# Paying your taxes yet? From your Uber or Lyft earnings?



## UberCemetery (Sep 4, 2014)

Its important to put money aside to pay your taxes. Who is paying the government with estimated payments monthly? Quarterly - etc? or just waiting to see how much you owe on April 15th?


----------



## Sydney Uber (Apr 15, 2014)

This may not be a popular thread!


----------



## UberCemetery (Sep 4, 2014)

I know because I bet most people are just waiting till April 15th, for the big surprise.


----------



## LAuberX (Jun 3, 2014)

Lately I have been driving 1.8 miles for every dollar "earned" after Uber's cut.

What profit?

$1.10 x .8 = .88 per mile paid to me after Uber's cut

1.8 x .56 standard mileage deduction = $1.00 in expenses per dollar earned.

Zero tax liability going forward with the new rates.

Sad to see it in black and white...


----------



## UberCemetery (Sep 4, 2014)

LAuberX said:


> Lately I have been driving 1.8 miles for every dollar "earned" after Uber's cut.
> 
> What profit?
> 
> ...


----------



## duggles (Aug 25, 2014)

I'd be curious if anyone has informed information on this topic.


----------



## UberCemetery (Sep 4, 2014)

Spoke to Uncle Sam he provided these links.

http://www.irs.gov/publications/p505/ch02.html

http://www.irs.gov/pub/irs-pdf/p4849.pdf


----------



## UberPissed (Aug 13, 2014)

I can help with tax Q's as well...I am a tax professional.


----------



## AustinLOBO (Sep 4, 2014)

I'm driving Uber as a second job. So I'm estimating how much I would owe for two weeks driving, and inceasing the withholding for my primary job appropriately. Its easier that paying uneven estimated payments and possibly having to file Form 2210.


----------



## UberPissed (Aug 13, 2014)

AustinLOBO said:


> I'm driving Uber as a second job. So I'm estimating how much I would owe for two weeks driving, and inceasing the withholding for my primary job appropriately. Its easier that paying uneven estimated payments and possibly having to file Form 2210.


Good strategy.


----------



## OldTownSean (Aug 14, 2014)

With the miles I can claim and my tiny earnings I can easily report a loss. I won't though ... will just report a tiny plus. No tax liability and no red flags to the IRS that you get when reporting a loss.


----------



## MKEUber (Aug 20, 2014)

UberPissed said:


> I can help with tax Q's as well...I am a tax professional.


I got a question, even though my tax deductible mileage will be more then what I make with Uber and I will owe no federal taxes, don't I still have to pay Social Security and Medicare on my earnings? So for this reason, we should all still be paying the IRS quarterly, right?

For example, when in the military serving in a combat zone, my pay was tax free. But I still had to pay SS and Medicare each month and I did not get that back at the end of the year.


----------



## OldTownSean (Aug 14, 2014)

MKEUber said:


> I got a question, even though my tax deductible mileage will be more then what I make with Uber and I will owe no federal taxes, don't I still have to pay Social Security and Medicare on my earnings?
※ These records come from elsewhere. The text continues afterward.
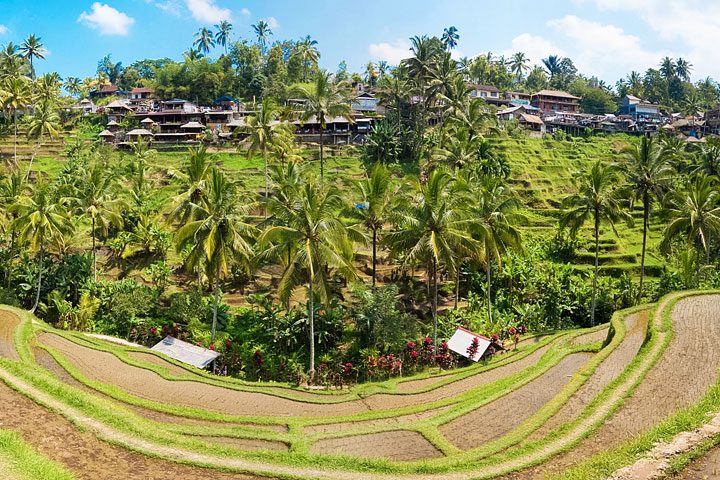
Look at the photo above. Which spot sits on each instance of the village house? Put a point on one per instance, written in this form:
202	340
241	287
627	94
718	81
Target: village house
555	101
So for this reason, we should all still be paying the IRS quarterly, right?
> 
> For example, when in the military serving in a combat zone, my pay was tax free. But I still had to pay SS and Medicare each month and I did not get that back at the end of the year.


No. No income = no medicare or social security either. Business tax is based on net, not gross.

I would not report a loss though unless you are comfortable with inviting an audit.


----------



## Oc_DriverX (Apr 29, 2014)

MKEUber said:


> I got a question, even though my tax deductible mileage will be more then what I make with Uber and I will owe no federal taxes, don't I still have to pay Social Security and Medicare on my earnings? So for this reason, we should all still be paying the IRS quarterly, right?
> 
> For example, when in the military serving in a combat zone, my pay was tax free. But I still had to pay SS and Medicare each month and I did not get that back at the end of the year.


You will owe self employment taxes on your net profit. If you don't have any profits, you won't owe SS or Medicare on them, nor income taxes. It is something to keep in mind, however.


----------



## Sydney Uber (Apr 15, 2014)

OldTownSean said:


> With the miles I can claim and my tiny earnings I can easily report a loss. I won't though ... will just report a tiny plus. No tax liability and no red flags to the IRS that you get when reporting a loss.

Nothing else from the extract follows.